The PFVMH research director, Illya Chaykovsky, PhD in medicine, conducted cardioscreening of hundreds of servicemen in 2015 in Bakhmut and in 2016 – to the accompaniment of the enemy’s artillery – Stanytsya Luhanska. In this exercise he used the fourth-generation cardiograph he had developed. Illya took his academic degrees both in Ukraine and in Germany, and has joint projects with universities of Oxford and Cambridge. “I could have stayed in Germany at a well-paid university job,” he confessed in the interview for Focus. He did no do so for two reasons. First, he did not want to lose connection with his native lingual and cultural environment. And second, he did not want to waist years on building a team required for serious projects: “Working with people at the Cybernetics Institute in Kyiv is a privilege for me. I would have never gathered such a team abroad.”

The conditions these first-class specialists had to be living and working in while in the East were very far from ideal even to our modest Ukrainian standards. Below are a few examples from the interviews:

Vladyslav Horobovets: “When we arrived, Debaltseve was still under the blockade. But the day after the road was deblocked, and there started coming trucks with the wounded. And I will never forget: a track pulls in, its sides are lowered, and the wounded are poured out like beans. Most of them are shell-shocked, they move somehow strange, everything is in soot and blood. It was very scary.”
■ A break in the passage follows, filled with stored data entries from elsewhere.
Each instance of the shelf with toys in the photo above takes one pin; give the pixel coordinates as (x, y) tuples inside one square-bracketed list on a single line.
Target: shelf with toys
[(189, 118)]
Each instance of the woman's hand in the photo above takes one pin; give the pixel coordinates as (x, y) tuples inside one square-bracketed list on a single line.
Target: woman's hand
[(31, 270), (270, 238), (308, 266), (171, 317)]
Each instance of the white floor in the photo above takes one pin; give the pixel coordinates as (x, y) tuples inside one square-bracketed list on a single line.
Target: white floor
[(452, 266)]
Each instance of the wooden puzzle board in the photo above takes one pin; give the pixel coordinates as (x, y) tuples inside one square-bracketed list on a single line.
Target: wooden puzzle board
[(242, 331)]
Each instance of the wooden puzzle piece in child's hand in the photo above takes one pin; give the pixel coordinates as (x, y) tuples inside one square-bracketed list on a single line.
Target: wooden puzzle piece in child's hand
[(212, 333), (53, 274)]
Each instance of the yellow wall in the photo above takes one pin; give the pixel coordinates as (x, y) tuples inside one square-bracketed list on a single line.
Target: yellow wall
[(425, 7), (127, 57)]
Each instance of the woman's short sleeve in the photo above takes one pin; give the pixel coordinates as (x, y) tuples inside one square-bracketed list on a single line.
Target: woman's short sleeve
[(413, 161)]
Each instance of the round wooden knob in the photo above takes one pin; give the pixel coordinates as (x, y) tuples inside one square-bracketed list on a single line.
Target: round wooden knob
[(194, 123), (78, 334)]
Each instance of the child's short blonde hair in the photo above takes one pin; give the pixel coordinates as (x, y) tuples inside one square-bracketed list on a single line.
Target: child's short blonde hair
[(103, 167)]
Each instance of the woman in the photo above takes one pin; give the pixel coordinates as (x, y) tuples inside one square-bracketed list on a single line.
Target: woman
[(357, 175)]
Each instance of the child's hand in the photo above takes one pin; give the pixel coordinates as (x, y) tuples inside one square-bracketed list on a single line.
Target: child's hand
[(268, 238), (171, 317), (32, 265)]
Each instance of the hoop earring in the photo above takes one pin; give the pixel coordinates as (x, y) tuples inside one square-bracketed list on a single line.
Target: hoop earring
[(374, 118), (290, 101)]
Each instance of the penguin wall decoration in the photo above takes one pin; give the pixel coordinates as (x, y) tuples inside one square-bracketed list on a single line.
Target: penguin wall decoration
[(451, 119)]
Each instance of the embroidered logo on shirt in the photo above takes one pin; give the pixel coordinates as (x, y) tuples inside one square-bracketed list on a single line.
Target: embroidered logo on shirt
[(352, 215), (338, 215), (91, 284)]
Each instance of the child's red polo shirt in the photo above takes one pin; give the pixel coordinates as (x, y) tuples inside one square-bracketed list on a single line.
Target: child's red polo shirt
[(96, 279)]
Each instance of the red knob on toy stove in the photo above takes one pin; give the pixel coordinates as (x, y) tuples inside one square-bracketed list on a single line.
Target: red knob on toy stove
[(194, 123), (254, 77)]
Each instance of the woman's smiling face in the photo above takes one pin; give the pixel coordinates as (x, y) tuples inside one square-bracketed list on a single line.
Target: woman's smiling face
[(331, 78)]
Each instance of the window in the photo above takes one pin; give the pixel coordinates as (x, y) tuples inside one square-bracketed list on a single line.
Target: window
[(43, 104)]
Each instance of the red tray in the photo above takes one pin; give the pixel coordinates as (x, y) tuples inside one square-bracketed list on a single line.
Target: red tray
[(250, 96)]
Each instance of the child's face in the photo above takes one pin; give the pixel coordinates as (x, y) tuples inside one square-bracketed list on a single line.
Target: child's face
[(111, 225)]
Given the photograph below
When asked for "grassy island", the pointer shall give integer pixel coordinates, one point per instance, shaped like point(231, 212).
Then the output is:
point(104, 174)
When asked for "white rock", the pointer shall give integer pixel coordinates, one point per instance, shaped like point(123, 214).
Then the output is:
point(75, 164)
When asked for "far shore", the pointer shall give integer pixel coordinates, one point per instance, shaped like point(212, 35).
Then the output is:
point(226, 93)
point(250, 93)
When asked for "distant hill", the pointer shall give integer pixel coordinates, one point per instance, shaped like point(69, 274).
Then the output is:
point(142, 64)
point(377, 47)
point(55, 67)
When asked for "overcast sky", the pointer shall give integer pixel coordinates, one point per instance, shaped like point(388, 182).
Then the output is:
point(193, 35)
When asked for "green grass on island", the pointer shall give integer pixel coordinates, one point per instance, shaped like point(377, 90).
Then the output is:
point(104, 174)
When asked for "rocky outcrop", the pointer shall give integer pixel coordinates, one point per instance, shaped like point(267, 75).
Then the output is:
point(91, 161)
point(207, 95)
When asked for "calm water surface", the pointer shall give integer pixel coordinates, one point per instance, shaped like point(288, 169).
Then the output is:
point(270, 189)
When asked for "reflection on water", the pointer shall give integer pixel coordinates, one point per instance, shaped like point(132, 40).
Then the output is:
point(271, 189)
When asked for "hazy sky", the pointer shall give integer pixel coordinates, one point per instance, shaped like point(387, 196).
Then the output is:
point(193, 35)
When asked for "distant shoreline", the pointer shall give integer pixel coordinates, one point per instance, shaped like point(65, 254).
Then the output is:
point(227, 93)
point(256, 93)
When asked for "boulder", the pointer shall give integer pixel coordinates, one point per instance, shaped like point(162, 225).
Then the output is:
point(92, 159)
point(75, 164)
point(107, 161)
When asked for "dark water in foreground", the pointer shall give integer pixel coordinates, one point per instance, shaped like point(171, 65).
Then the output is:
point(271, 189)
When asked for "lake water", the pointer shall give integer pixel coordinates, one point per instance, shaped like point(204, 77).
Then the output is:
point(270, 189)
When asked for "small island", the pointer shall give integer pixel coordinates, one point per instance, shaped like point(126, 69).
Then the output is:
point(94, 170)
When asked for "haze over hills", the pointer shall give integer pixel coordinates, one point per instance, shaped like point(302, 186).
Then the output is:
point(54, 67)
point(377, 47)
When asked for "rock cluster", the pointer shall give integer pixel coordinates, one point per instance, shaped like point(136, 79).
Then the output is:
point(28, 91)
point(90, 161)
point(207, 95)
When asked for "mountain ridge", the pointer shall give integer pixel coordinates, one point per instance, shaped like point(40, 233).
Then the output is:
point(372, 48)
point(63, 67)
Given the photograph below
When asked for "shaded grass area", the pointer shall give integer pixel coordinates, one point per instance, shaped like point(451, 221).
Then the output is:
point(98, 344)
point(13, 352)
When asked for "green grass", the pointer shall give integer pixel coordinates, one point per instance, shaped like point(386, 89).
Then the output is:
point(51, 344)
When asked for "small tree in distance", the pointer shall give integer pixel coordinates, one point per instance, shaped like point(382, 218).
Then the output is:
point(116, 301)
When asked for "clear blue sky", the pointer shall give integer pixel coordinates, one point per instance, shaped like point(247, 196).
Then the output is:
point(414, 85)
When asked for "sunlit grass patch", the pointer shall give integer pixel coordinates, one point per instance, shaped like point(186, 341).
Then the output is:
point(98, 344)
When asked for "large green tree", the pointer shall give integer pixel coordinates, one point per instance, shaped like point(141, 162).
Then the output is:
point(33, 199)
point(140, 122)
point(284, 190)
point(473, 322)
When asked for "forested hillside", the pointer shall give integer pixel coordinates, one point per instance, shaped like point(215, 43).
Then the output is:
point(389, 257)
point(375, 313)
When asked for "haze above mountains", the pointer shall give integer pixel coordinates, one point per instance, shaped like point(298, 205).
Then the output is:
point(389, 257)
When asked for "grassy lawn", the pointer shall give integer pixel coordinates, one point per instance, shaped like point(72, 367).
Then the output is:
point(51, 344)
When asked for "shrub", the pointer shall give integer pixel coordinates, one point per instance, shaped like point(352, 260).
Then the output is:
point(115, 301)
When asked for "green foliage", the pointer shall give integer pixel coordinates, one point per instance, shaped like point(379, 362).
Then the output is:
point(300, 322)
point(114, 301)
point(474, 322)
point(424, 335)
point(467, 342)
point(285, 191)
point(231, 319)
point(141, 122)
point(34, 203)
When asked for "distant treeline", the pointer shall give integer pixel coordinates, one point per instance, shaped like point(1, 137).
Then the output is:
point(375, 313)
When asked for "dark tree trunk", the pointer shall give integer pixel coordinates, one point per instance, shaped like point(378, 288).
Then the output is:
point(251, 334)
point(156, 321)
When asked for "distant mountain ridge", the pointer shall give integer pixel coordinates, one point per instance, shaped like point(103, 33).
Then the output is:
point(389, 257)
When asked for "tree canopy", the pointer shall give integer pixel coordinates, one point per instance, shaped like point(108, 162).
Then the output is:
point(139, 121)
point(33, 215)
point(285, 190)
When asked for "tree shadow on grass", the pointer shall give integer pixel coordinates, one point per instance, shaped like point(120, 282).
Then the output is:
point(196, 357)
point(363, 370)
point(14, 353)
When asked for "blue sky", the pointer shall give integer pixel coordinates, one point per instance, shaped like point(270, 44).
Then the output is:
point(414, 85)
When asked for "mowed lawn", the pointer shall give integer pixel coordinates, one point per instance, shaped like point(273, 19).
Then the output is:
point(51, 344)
Lyudmyla Hlynyana: “In the Artemivsk Central District Hospital we operated on four tables simultaneously. However, whereas the male surgeons did the same thing whole their lives, I could both assist and serve as a surgical nurse. And then, when I was exhausted, they sent me off to have a rest. I remember coming into the pre-op and there are soldiers waiting, sitting in wheelchairs and lying on gurneys, their uniforms covered with frozen blood. Well, I got down to helping orderlies: cut the uniforms, washed the wounded. I could not just turn my back on them and go to have a coffee or take a nap. And this was the mode we worked for more than a day.”

Oleh Lazarenko: “We were accommodated right in the hospital. Our washed things we hung to dry in the hospital yard. And from time to time, they were just pilfered. Let’s say, you’ve hung your underpants and socks, and now you see they are gone. Not that it was very annoying, but strange, to put it mildly.”

So what urges these people, even temporarily, to leave their snug homes, their patients, and their research and set off for the East? Probably, each of them has his or her own motivation. For example, asked about his impression of the mission, Oleh Lazarenko answered that “the main thing was that we were needed.” Whatever, a patriotic feeling was certainly present, whether consciously or unconsciously. Illya Chaykovsky gave his own notion of patriotism: “I think it is the reverse side of human dignity. The one who behaves with dignity cannot help being a patriot – he’s a patriot out of his internal want. You must play for this team, once you were born here. You can run away, looking for better places. It’s of course pragmatic but has not much to do with dignity.”

***

These are just four of 219 volunteer medics who have participated in the PFVMH over the entire period of its activities since its establishment in late 2014. It is clear that each of them will be hardly ever interviewed. These people live now, next to us. They are real heroes, not fictional, but we do not recognize them in a street or on a train because it is the way of the world. Maybe, someday these heroes will become characters of Volodymyr Rafeyenko’s new novel, at least he does not rule out such a possibility, although says he has not yet though of it. Asked what common did he find about them besides the fact that all of them were doctors, he said, “Good, real people – it’s so obvious. People who have heart and soul. And also wits, because it’s clear that it is not only your soul that makes a choice, your wits take part too. These interviews were interesting and important for me as a person.”